Au bout de quinze minutes d’interview, et j’en ai engagé des p.-d.g. dans ma vie, mon instinct me disait que c’était lui. Le comité de sélection l’a rencontré un peu après Noël et a été unanime. On savait tous que c’était lui. Je sais qu’expliquer son instinct, c’est complexe, mais j’ai appris à ne pas aller contre son instinct.

26 commentaires
  • Diane Gélinas - Abonnée 19 janvier 2016 01 h 02

    Félicitations, monsieur Myles et bonne route !

    Après vous avoir suivi vos engagements depuis votre présidence de la FPJQ, je me réjouis du choix des responsables du journal Le Devoir.

    Je vous souhaite un succès assuré par votre personnalité inspirante !

    Diane Gélinas

    P. S. Merci à Monsieur Descôteaux de toutes ses années de travail, de dévotion même, à préparer sa succession d'une façon tout à fait formidable!

    Nous serons toujours heureux de vous lire en votre qualité d'éminent journaliste dans les grands moments de la marche du peuple québécois vers son indépendance.

  • Marcel (Fafouin) Blais - Abonné 19 janvier 2016 03 h 37

    Yahou !

    Re Bienvenue au Le Devoir !

    Bravo pour votre nomination, M Myles !

    Yahou ! -19 jan 2016 -

  • Bernard Tremblay - Abonné 19 janvier 2016 04 h 16

    Bonne nouvelle!

    Rassurante pour l'avenir de mon quotidien!

  • Louis Gérard Guillotte - Abonné 19 janvier 2016 06 h 01

    Olé!les fraises et les framboises!

    Réjouissante nouvelle que votre nomination;alors large bienvenue...bien entendu.

  • Jean Lapointe - Abonné 19 janvier 2016 06 h 52

    Qu'a-t-il donc contre le nationalisme politique?

    « Le nationalisme n’est pas que politique, dit-il.
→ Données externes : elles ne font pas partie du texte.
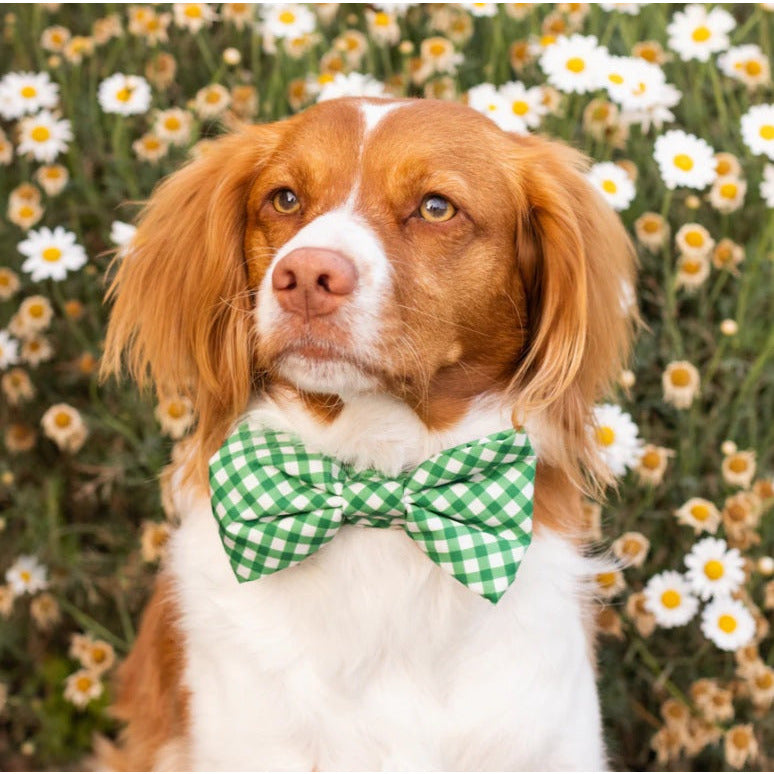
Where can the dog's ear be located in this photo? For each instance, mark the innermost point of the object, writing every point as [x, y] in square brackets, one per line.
[181, 301]
[577, 267]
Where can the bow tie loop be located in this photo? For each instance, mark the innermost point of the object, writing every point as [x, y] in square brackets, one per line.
[468, 508]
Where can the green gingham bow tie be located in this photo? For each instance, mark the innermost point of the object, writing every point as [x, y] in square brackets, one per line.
[468, 508]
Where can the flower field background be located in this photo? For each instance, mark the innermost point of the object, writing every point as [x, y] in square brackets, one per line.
[672, 104]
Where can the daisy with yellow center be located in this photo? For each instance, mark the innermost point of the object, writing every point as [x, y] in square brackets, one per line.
[574, 64]
[668, 597]
[680, 382]
[125, 95]
[727, 623]
[713, 568]
[758, 130]
[695, 33]
[44, 136]
[684, 160]
[26, 576]
[652, 231]
[738, 469]
[700, 514]
[64, 425]
[82, 687]
[175, 415]
[616, 437]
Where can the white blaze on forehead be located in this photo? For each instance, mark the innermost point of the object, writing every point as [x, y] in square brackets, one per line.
[373, 113]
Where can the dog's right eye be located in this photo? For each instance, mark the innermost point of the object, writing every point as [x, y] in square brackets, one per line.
[286, 202]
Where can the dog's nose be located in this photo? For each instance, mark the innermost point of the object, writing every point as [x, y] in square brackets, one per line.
[313, 282]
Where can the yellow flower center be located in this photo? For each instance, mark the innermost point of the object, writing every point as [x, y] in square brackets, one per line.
[691, 267]
[753, 67]
[176, 410]
[62, 419]
[683, 161]
[728, 190]
[520, 107]
[605, 435]
[714, 569]
[671, 599]
[727, 623]
[606, 580]
[40, 134]
[83, 683]
[694, 238]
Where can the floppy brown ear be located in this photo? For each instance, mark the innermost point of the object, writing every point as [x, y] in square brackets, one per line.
[577, 267]
[181, 311]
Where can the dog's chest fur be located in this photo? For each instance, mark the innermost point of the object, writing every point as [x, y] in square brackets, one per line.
[367, 655]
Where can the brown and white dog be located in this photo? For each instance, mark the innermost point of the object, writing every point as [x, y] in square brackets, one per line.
[384, 279]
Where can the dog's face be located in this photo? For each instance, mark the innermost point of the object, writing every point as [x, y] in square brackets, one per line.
[407, 246]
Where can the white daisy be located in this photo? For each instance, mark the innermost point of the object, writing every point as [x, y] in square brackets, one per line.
[126, 95]
[487, 100]
[44, 136]
[767, 185]
[713, 568]
[26, 576]
[758, 129]
[575, 64]
[684, 160]
[9, 350]
[526, 104]
[616, 438]
[695, 33]
[668, 597]
[22, 93]
[728, 623]
[351, 85]
[287, 20]
[613, 183]
[51, 254]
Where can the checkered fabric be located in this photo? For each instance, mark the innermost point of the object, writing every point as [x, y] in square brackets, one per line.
[468, 508]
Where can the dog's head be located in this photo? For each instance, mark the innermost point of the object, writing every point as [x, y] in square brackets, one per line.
[404, 246]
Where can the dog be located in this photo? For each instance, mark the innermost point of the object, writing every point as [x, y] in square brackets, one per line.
[379, 280]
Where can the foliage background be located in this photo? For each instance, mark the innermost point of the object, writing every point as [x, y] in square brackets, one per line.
[82, 514]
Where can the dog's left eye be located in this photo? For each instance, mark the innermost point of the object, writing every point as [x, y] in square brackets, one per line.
[436, 209]
[285, 201]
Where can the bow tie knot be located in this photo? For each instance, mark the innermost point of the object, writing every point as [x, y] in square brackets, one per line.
[468, 508]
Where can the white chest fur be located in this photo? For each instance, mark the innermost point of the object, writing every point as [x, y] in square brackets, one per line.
[368, 656]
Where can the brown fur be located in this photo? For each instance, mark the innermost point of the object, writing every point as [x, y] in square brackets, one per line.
[520, 291]
[150, 696]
Être nationaliste, c’est aussi se préoccuper de l’intégration des nouveaux arrivants et ne pas en faire une punition etc.» (Brian Miles)

    Je ne comprends pas très bien le sens de cette phrase.

    A qui donc monsieur Miles s'oppose-t-il donc en affirmant que pour lui «le nationalisme n'est pas que politique»?

    Qu'a-t-il donc à redire du nationalisme politique québécois actuel?

    On dirait qu'il laisse entendre que certains nationalistes québécois ne se préoccuperaient pas des problèmes qu'il mentionne.

    On dirait qu'il laisse entendre qu' un certain nationalisme québécois serait un repli sur soi. Bref, on dirait que pour lui il y aurait des problèmes plus importants que le statut du Québec.

    Il en a bien le droit bien sûr mais en tant que lecteur du Devoir depuis une cinquantaine d'années j'aurais espéré quelqu'un de moins «méfiant» dès le départ et de mons «négatif».

    En tout cas on verra bien ce qu' il fera du journal. C'est à suivre.

    Mais je ne suis pas très optimiste.

    • Pierre Desautels - Abonné 19 janvier 2016 08 h 44


      "On dirait qu'il laisse entendre qu' un certain nationalisme québécois serait un repli sur soi."

      C'est vous qui le dites, Monsieur Lapointe. Mais, de toute façon, l'arrivée de Brian Myles, un jeune homme brillant, est une bonne nouvelle pour le nationalisme québécois, qui a besoin d'une cure de jeunesse. Oui, il y a une frange de ce nationalisme qui exprime un repli sur soi et ce sont les jeunes qui vont ouvrir la voie à un nationalisme d'ouverture, un nationalisme plus moderne...

    • Richard Maltais Desjardins - Abonné 19 janvier 2016 09 h 26

      « Que »

      Tant que Le Devoir ne se confinera pas au soutien idéologique du nationalisme politique, auquel cas il deviendrait un outil de propagande (sans connotation péjorative), je resterai abonné. Autrement, j'irai puiser directement dans le programme de QS et du PQ et je lirai leurs communiqués de presse et leurs discours.

      Cette nomination ranime l'espoir que Le Devoir reste « libre de penser ».